Two articles were published as a result of the COPROLOGS project. The paper "Nonparametric, Nonasymptotic Confidence Bands with Paley-Wiener Kernels for Band-Limited Functions" by Balázs Csáji Csanád and Bálint Horváth was published in IEEE Control Systems Letters, while the article "Joint replenishment meets scheduling" by Péter Györgyi, Tamás Kis, Tímea Tamási and József Békési was published in the Journal of Scheduling.
„This letter introduces a method to construct confidence bands for bounded, band-limited functions based on a finite sample of input-output pairs. The approach is distribution-free w.r.t. the observation noises and only the knowledge of the input distribution is assumed. It is nonparametric, that is, it does not require a parametric model of the regression function and the regions have non-asymptotic guarantees. The algorithm is based on the theory of Paley-Wiener reproducing kernel Hilbert spaces. This letter first studies the fully observable variant, when there are no noises on the observations and only the inputs are random; then it generalizes the ideas to the noisy case using gradient-perturbation methods. Finally, numerical experiments demonstrating both cases are presented” – explains the first paper's abstract.

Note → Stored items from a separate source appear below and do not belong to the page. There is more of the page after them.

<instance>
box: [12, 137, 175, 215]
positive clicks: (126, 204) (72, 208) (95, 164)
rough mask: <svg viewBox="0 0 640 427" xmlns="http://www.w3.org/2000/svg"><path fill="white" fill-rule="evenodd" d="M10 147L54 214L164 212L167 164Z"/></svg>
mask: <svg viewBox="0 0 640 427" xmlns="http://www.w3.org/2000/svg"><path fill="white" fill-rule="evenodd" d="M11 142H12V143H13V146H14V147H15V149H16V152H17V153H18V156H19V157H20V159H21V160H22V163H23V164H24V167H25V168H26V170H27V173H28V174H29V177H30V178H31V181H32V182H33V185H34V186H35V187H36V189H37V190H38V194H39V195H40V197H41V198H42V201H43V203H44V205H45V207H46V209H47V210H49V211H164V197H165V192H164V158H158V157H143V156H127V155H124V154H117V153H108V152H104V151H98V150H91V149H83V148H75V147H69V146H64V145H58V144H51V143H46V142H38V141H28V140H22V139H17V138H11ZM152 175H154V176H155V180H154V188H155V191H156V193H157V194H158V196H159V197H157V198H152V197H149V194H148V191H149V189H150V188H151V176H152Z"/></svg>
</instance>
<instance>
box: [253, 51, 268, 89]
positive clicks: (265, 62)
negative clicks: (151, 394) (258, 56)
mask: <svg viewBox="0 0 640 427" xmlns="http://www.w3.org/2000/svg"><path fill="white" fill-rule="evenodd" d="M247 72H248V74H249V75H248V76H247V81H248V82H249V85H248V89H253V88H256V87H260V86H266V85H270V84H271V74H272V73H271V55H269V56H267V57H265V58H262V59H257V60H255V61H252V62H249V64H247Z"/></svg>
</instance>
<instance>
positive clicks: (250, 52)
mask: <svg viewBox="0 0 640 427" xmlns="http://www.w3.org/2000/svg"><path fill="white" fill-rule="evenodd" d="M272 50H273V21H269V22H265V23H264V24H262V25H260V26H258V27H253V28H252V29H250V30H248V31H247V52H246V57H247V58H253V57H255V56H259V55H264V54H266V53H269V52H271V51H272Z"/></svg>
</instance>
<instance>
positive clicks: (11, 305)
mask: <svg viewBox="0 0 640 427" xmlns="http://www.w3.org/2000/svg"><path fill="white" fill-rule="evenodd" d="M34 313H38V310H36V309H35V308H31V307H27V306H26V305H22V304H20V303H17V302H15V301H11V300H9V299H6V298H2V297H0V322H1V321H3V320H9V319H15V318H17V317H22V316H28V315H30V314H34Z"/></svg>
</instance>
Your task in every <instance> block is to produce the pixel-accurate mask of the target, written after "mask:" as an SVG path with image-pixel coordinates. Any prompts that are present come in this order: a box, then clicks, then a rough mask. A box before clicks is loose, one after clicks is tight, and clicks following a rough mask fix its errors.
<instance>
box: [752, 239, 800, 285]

The article "Joint replenishment meets scheduling" by Péter Györgyi, Tamás Kis, Tímea Tamási and József Békési is published in the Journal of Scheduling. According to the abstract, they investigated the combination of the joint replenishment problem (JRP) and single-machine scheduling with release dates.
„In this paper, we consider a combination of the joint replenishment problem (JRP) and single-machine scheduling with release dates. There is a single machine and one or more item types. Each job has a release date, a positive processing time, and it requires a subset of items. A job can be started at time t only if all the required item types were replenished between the release date of the job and time point t. The ordering of item types for distinct jobs can be combined. The objective is to minimize the total ordering cost plus a scheduling criterion, such as total weighted completion time or maximum flow time, where the cost of ordering a subset of items simultaneously is the sum of a joint ordering cost, and an additional item ordering cost for each item type in the subset. We provide several complexity results for the offline problem, and competitive analysis for online variants with min–sum and min–max criteria, respectively” – reads the abstract.